Anziché raccontare balle, quando non si voglia rischiare di perdere la
patente o di pagare importi salati, se non altro almeno per una
questione di decenza morale, basta rispettare il Codice della strada.
Soprattutto perchè questo tipo di indagini, avviato a seguito di
dichiarazioni che appaiono sospette, sono diventate sempre più
frequenti; cosicché il rischio di essere denunciati in via penale è
altissimo.
A completamente di quanto riferito, si elencano - qui di seguito - le
pene (perché come già detto si è fuoriusciti dal campo degli illeciti
amministrativi per finire in quello dei penali) che possono essere
inflitte a coloro che decidono di coinvolgere l’ignara nonnina nelle
proprie vicende:
· falsità ideologica - Capo III, art. 483 del Codice penale (reclusione fino a due anni);
· sostituzione di persona - Capo IV, art. 494 del Codice penale (reclusione fino ad un anno);
· false dichiarazioni sull’identità - Capo IV, art. 496 del Codice penale (reclusione da uno a cinque anni).

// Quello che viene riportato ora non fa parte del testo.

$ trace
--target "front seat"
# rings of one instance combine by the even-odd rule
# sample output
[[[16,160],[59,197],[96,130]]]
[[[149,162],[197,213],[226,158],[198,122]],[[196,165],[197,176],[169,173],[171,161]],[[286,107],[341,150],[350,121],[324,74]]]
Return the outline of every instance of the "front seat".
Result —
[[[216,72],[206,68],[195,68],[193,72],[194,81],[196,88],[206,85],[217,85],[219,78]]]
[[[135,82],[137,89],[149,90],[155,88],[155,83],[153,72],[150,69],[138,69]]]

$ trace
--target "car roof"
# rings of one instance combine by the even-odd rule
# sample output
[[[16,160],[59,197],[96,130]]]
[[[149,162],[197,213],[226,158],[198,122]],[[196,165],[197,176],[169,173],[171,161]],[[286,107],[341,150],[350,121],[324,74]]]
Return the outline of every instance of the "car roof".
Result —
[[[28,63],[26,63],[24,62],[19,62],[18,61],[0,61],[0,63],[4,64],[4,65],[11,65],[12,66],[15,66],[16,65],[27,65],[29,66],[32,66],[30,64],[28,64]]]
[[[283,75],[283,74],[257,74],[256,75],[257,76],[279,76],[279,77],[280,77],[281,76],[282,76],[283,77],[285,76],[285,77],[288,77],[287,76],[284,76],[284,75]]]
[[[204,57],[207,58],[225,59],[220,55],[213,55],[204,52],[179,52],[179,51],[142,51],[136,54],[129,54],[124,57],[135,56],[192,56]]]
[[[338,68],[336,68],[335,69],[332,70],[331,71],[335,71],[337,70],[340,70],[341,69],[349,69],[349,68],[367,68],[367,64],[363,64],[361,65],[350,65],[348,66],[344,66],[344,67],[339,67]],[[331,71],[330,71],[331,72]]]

Messe così le cose, la domanda è: ne vale la pena?
Terzo caso. Viola il Codice penale pure chi abbia rifiutato di fornire
le proprie generalità ai Carabinieri, seppure nella contingenza questi
avessero vestito abiti borghesi e fossero stati a bordo di un’auto
civetta. La sanzione non si evita neppure se subito dopo si corre in Caserma a fornire i propri dati.
La Corte di Cassazione ha confermato reiteratamente la condanna di
soggetti che non avevano voluto rilasciare indicazioni sulla propria
identità. Anzi, recentemente l’episodio si era verificato quando due
Carabinieri, presentatisi in abiti civili e con una macchina priva dei
segni distintivi dell’Arma, erano intervenuti per avere ricevuto una
telefonata anonima che segnalava un’auto bloccata nel fango.
L’intenzione di un solerte cittadino di dare una mano all’automobilista
in panne, almeno per questo verso, non era andata a buon fine; e
l’uomo, estratto dal terreno melmoso grazie all’aiuto gratuito offerto
dal conducente di un trattore, è stato poi condannato a pagare 130 euro
di ammenda per essersi rifiutato di mostrare i documenti ai Carabinieri
intervenuti sul posto. Il ricorrente, alla richiesta di farsi
identificare, era ripartito in tutta fretta dichiarando “io non do niente a nessuno”.
Tale comportamento è stato ritenuto inammissibile dal Supremo collegio che
ha valutato non convincente la tesi difensiva secondo cui
l’automobilista, avendo nutrito dei dubbi sulla reale identità dei
militari, si era dichiarato disponibile a consegnare personalmente i
suoi documenti in caserma, come in realtà poi era avvenuto. Infatti,
secondo gli “Ermellini”, “non
è necessaria la conoscenza della qualifica di pubblico ufficiale del
richiedente, ma basta la semplice rappresentabilità, da parte di chi
rifiuta di obbedire all’ordine, della sussistenza, nel richiedente,
della predetta qualifica”.
Un po’ come dire "in dubio, pro Arma".